Fougere has some great ideas, like a smaller council. But does anybody know about them?

This week I received an e-mail notice of events planned for Fougere this week. Two days of it include a Federation of Canadian Municipalities meeting in Ottawa. The meeting is for the Green Municipal Fund council, which is a great initiative. But if I were Fougere, I would not be bringing attention to out-of-town trips at this point in the campaign. There aren’t too many votes to be had in Ottawa.

Meanwhile, Kelly’s political comfort level has been going up. His campaign slogan is Proven Leadership and Vision, which has prompted more than a few snickers among the downtown business crowd that would love to see him gone.

Give Kelly credit for one thing, though — caution.
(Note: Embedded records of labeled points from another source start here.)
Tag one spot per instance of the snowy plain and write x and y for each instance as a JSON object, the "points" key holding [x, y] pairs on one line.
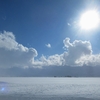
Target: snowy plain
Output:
{"points": [[49, 88]]}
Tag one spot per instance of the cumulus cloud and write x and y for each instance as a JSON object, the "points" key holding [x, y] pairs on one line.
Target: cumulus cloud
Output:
{"points": [[75, 50], [14, 54], [54, 60], [68, 24], [48, 45]]}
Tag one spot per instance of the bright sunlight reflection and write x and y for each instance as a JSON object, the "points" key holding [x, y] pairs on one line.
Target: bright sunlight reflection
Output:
{"points": [[89, 20]]}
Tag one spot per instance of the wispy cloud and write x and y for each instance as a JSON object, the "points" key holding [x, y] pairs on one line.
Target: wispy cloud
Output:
{"points": [[68, 24], [48, 45]]}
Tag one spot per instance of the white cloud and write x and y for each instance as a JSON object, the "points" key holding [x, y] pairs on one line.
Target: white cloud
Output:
{"points": [[54, 60], [68, 24], [14, 54], [76, 50], [48, 45]]}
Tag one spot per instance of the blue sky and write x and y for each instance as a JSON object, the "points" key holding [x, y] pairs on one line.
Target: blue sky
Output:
{"points": [[47, 31]]}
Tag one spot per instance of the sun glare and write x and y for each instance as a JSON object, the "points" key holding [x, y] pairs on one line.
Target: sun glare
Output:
{"points": [[89, 20]]}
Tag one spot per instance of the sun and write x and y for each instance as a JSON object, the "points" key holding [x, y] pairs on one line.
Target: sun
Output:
{"points": [[89, 20]]}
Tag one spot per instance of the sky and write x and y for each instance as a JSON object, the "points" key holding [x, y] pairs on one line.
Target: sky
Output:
{"points": [[45, 38]]}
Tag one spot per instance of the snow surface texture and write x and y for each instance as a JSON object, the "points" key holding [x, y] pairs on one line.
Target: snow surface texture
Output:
{"points": [[49, 88]]}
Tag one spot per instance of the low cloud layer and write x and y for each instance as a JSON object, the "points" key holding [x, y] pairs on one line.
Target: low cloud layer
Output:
{"points": [[13, 54]]}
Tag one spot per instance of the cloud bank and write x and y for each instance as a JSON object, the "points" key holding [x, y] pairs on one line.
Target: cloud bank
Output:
{"points": [[13, 54]]}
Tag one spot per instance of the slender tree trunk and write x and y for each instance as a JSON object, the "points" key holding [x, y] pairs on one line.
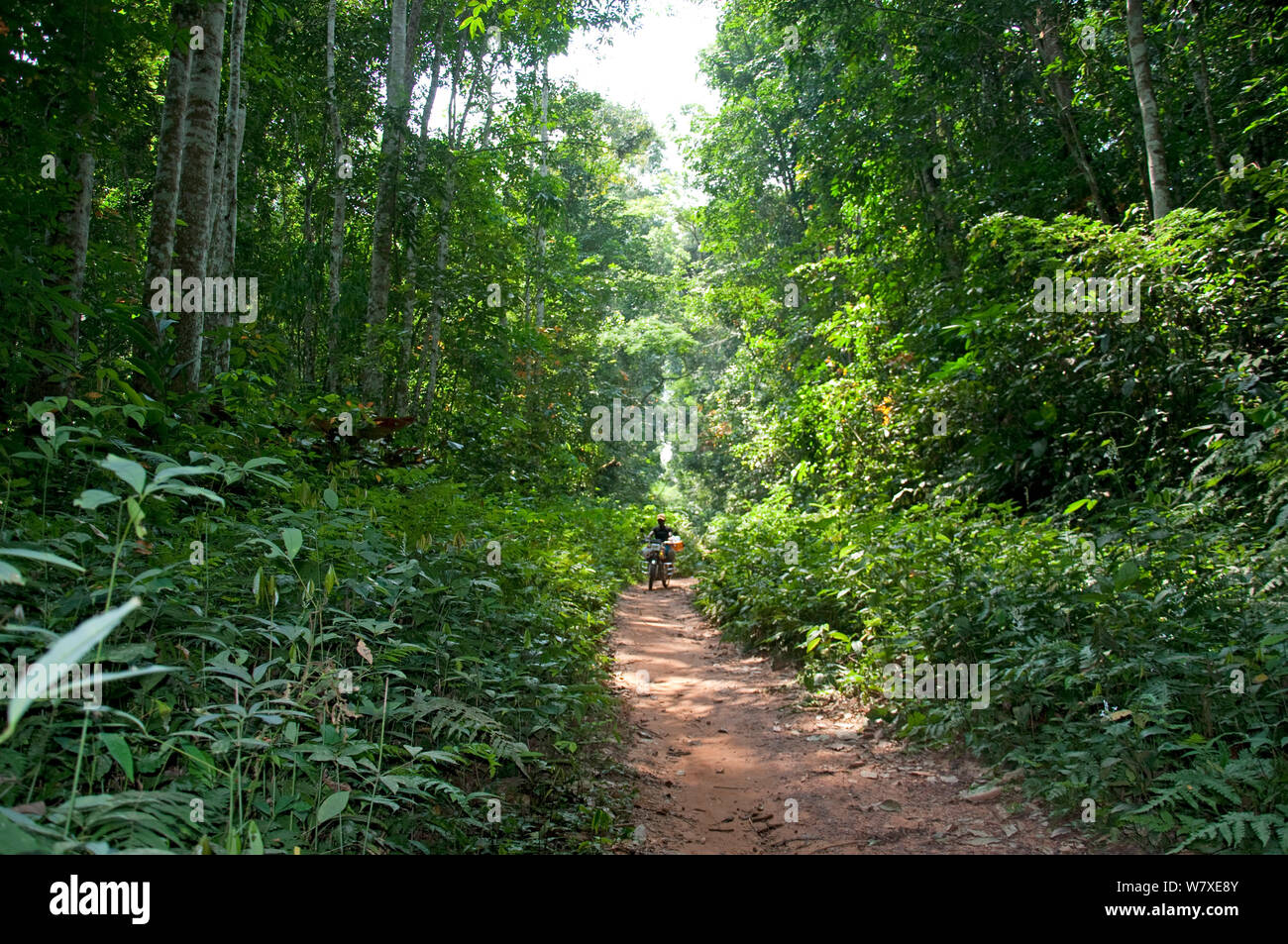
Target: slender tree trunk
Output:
{"points": [[1159, 184], [1198, 59], [223, 241], [404, 355], [338, 198], [1046, 38], [165, 187], [386, 194], [73, 236], [430, 355], [196, 181]]}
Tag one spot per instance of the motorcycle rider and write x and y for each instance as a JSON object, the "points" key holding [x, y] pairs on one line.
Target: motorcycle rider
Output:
{"points": [[661, 533]]}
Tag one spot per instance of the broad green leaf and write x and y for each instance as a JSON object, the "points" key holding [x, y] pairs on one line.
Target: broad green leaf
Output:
{"points": [[120, 752], [171, 472], [294, 540], [261, 462], [64, 652], [42, 556], [333, 806], [93, 497], [128, 471]]}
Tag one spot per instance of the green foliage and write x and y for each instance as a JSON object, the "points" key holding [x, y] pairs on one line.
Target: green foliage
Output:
{"points": [[344, 669]]}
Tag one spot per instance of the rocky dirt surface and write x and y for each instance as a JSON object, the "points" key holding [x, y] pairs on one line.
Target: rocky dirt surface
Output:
{"points": [[728, 762]]}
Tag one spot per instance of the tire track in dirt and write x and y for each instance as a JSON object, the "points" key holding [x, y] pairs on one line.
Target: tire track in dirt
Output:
{"points": [[724, 755]]}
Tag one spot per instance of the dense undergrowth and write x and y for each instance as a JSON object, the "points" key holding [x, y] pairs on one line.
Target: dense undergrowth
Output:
{"points": [[1103, 523], [348, 659]]}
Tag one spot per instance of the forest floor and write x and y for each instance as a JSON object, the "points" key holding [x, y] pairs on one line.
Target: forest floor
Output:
{"points": [[725, 750]]}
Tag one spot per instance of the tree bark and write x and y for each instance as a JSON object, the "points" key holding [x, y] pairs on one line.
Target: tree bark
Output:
{"points": [[386, 194], [338, 198], [196, 181], [223, 241], [1198, 59], [73, 236], [404, 355], [1159, 184], [1046, 38], [165, 185], [429, 356]]}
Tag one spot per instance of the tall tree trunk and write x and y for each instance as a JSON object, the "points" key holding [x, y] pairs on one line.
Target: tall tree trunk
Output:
{"points": [[1046, 38], [165, 185], [386, 201], [404, 355], [540, 303], [1198, 59], [223, 241], [429, 355], [1159, 184], [338, 198], [196, 181], [73, 236]]}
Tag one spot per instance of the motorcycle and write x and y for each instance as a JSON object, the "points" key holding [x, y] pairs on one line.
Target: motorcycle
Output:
{"points": [[660, 570]]}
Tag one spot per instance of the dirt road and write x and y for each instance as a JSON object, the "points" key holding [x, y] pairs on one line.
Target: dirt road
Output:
{"points": [[728, 763]]}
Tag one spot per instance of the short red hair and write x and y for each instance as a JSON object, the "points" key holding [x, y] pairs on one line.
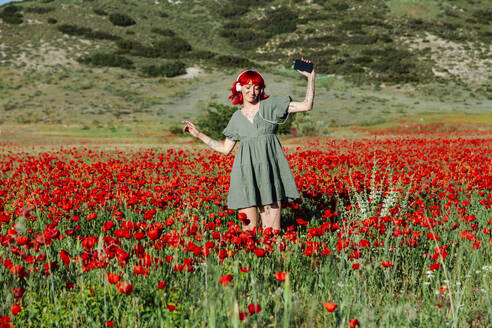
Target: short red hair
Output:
{"points": [[245, 78]]}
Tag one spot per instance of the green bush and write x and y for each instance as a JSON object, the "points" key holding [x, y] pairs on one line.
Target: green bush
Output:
{"points": [[168, 70], [100, 12], [201, 54], [278, 21], [107, 59], [121, 20], [12, 15], [86, 32], [163, 31], [214, 121], [39, 10], [232, 61], [171, 47], [369, 39]]}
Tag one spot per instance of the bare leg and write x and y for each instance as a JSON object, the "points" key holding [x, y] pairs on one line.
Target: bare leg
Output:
{"points": [[270, 215], [252, 217]]}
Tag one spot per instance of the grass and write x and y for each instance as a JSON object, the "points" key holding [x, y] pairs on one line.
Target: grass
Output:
{"points": [[55, 89]]}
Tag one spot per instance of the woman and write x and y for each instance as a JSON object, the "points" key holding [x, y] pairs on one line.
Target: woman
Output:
{"points": [[260, 177]]}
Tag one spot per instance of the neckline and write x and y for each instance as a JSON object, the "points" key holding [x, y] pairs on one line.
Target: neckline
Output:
{"points": [[252, 123]]}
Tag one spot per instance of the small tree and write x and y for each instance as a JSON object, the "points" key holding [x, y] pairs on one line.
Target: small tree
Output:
{"points": [[121, 20], [214, 121]]}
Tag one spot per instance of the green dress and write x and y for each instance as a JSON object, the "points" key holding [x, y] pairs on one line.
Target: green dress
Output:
{"points": [[260, 174]]}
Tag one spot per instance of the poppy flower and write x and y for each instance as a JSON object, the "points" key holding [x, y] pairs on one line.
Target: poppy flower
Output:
{"points": [[18, 292], [330, 306], [125, 288], [243, 218], [15, 309], [225, 279], [254, 308], [435, 266], [113, 278], [281, 276], [243, 315], [260, 252], [387, 264], [354, 323], [302, 222]]}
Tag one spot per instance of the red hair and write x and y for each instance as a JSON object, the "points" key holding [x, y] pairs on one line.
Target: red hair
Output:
{"points": [[245, 78]]}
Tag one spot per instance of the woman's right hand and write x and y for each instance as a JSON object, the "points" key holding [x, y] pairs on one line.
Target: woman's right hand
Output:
{"points": [[190, 128]]}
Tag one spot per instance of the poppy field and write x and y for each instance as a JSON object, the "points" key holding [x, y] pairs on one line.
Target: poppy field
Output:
{"points": [[390, 231]]}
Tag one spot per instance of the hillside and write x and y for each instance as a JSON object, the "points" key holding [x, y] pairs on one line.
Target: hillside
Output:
{"points": [[118, 64]]}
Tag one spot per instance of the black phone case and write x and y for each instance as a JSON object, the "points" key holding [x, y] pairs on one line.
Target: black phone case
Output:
{"points": [[303, 66]]}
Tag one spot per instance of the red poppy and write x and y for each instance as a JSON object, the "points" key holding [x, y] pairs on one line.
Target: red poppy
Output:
{"points": [[302, 222], [125, 288], [330, 306], [254, 308], [354, 323], [386, 264], [435, 266], [243, 218], [281, 276], [113, 278], [225, 279], [260, 252], [15, 309]]}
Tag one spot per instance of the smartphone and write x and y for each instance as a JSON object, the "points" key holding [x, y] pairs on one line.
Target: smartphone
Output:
{"points": [[303, 66]]}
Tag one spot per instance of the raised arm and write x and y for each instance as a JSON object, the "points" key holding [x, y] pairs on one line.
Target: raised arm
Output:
{"points": [[307, 104], [224, 147]]}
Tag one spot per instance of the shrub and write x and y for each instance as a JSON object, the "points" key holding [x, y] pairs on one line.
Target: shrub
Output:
{"points": [[39, 10], [168, 70], [12, 15], [369, 39], [278, 21], [214, 121], [99, 11], [86, 32], [234, 61], [483, 16], [171, 47], [121, 20], [201, 54], [107, 59], [164, 32]]}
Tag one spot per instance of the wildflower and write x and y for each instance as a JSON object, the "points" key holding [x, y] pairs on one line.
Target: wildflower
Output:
{"points": [[125, 288], [113, 278], [281, 276], [387, 264], [354, 323], [254, 308], [225, 279], [15, 309], [330, 306]]}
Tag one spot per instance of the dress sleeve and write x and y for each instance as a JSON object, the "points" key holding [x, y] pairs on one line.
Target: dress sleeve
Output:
{"points": [[230, 130], [279, 107]]}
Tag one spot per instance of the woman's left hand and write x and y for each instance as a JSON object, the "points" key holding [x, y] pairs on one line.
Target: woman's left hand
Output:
{"points": [[307, 74]]}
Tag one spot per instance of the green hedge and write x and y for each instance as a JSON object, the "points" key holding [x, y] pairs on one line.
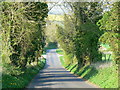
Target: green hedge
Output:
{"points": [[104, 77], [22, 80]]}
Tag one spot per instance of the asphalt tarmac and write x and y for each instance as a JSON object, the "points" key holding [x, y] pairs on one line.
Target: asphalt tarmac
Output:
{"points": [[54, 75]]}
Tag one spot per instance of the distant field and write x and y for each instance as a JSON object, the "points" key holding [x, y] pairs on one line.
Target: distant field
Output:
{"points": [[56, 17]]}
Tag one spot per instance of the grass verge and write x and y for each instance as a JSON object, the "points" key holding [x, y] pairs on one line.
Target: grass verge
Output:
{"points": [[104, 77], [22, 80]]}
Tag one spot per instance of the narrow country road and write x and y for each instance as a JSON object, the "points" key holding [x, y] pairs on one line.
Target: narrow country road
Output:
{"points": [[55, 76]]}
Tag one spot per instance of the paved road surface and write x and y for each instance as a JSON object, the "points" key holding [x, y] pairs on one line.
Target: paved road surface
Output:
{"points": [[55, 76]]}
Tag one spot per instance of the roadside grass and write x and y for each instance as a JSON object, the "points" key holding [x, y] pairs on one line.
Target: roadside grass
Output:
{"points": [[103, 77], [60, 51], [22, 80]]}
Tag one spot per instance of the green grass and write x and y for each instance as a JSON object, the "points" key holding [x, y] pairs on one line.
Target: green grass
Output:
{"points": [[22, 80], [104, 77]]}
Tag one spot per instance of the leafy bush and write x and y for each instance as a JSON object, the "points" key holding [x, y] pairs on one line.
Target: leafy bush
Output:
{"points": [[21, 80]]}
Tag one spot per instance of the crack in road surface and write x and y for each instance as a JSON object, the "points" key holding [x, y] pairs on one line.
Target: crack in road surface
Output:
{"points": [[55, 76]]}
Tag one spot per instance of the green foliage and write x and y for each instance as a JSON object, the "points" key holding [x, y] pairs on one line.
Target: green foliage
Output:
{"points": [[103, 77], [22, 80], [110, 25], [60, 51], [22, 32]]}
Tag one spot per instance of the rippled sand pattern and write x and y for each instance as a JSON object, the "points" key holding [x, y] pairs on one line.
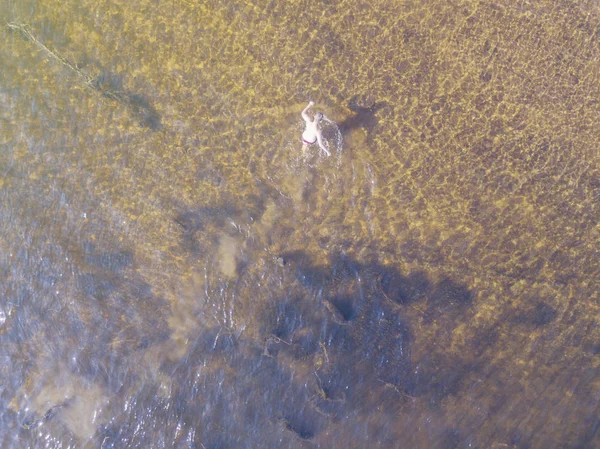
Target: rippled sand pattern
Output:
{"points": [[179, 275]]}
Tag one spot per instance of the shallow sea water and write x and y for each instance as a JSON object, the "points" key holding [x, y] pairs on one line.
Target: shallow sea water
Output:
{"points": [[177, 274]]}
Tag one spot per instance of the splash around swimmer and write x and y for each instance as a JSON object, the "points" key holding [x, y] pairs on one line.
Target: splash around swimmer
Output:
{"points": [[312, 132]]}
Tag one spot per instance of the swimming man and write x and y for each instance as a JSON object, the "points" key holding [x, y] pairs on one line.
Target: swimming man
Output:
{"points": [[312, 133]]}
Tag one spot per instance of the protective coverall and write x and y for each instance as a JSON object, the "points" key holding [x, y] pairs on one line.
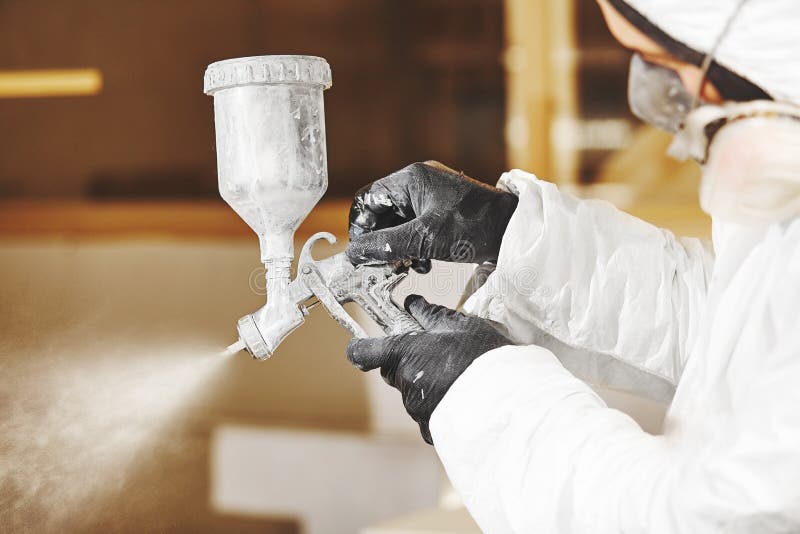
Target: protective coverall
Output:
{"points": [[601, 296]]}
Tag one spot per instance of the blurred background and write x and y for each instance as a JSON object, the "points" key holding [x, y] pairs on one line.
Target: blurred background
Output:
{"points": [[122, 273]]}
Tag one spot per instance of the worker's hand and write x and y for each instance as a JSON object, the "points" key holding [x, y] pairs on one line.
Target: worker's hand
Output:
{"points": [[423, 365], [428, 212]]}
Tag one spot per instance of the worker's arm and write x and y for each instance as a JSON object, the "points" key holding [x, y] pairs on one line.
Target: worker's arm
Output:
{"points": [[615, 298], [530, 448]]}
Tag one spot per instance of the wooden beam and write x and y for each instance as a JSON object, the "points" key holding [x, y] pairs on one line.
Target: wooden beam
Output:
{"points": [[27, 218]]}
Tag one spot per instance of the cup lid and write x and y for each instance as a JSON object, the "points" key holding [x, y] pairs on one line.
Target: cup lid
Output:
{"points": [[266, 70]]}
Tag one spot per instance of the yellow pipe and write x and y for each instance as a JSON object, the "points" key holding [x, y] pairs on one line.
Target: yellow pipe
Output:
{"points": [[50, 82]]}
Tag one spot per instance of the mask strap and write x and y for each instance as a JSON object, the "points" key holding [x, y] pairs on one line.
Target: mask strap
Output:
{"points": [[709, 57]]}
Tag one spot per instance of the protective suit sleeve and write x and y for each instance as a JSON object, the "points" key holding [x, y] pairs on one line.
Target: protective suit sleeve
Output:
{"points": [[530, 448], [615, 298]]}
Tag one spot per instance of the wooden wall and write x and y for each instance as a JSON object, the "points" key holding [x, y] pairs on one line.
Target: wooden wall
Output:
{"points": [[412, 80]]}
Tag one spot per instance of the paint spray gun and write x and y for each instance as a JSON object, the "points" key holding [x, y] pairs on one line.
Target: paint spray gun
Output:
{"points": [[273, 169]]}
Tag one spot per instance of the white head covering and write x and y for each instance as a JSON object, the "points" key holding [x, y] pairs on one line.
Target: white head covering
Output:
{"points": [[762, 44]]}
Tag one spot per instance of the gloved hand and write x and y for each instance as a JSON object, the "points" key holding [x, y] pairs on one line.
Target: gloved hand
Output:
{"points": [[423, 365], [427, 211]]}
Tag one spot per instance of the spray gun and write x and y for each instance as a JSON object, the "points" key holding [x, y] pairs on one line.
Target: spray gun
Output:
{"points": [[273, 169]]}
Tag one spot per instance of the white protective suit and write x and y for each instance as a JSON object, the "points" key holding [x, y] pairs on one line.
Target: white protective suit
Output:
{"points": [[602, 296]]}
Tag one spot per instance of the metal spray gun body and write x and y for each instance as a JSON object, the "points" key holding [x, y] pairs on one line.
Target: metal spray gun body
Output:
{"points": [[272, 167]]}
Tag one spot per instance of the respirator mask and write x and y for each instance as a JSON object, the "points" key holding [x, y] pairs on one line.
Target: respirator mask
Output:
{"points": [[749, 151], [657, 96]]}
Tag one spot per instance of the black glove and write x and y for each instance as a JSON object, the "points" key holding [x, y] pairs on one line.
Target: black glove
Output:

At his launch last week, he had the political savvy to say he would not back the Bedford fast ferry — his pet project — if it were not affordable.

Don’t be fooled; he’s a stubborn as a bulldog about getting his own way. But in the face of stiff questions over the past few weeks about the affordability of the project for commuters, Kelly knew enough to back off, at least for now.

The mayor has been busy taking credit for various council decisions, including balanced budgets (here’s a little secret: they’re required by law to be balanced; municipalities aren’t allowed to run deficits), the harbour cleanup (he fought to stall the project for months on end) and progress on public safety (even though his own task force was painfully slow to come up with recommendations).

There is little doubt, though, that Kelly has failed at one very important priority: uniting the regional council through leadership and reducing divisions among the communities that make up the Halifax region. It is hard to conclude that taxpayers are getting value for their money from council when one watches the painfully low level of debate around the table down at city hall.

A true leader would find ways to bring the people around that table together to better serve the people they represent, while moving the city ahead. Instead, this council has been mired in minutia, while larger issues stew on bureaucratic back-burners.

Still, it seems that Kelly will be around for a while yet. That’s what happens when you keep your head down, never stick your neck out and never let people know what you believe in. But don’t call it vision, and don’t call it leadership.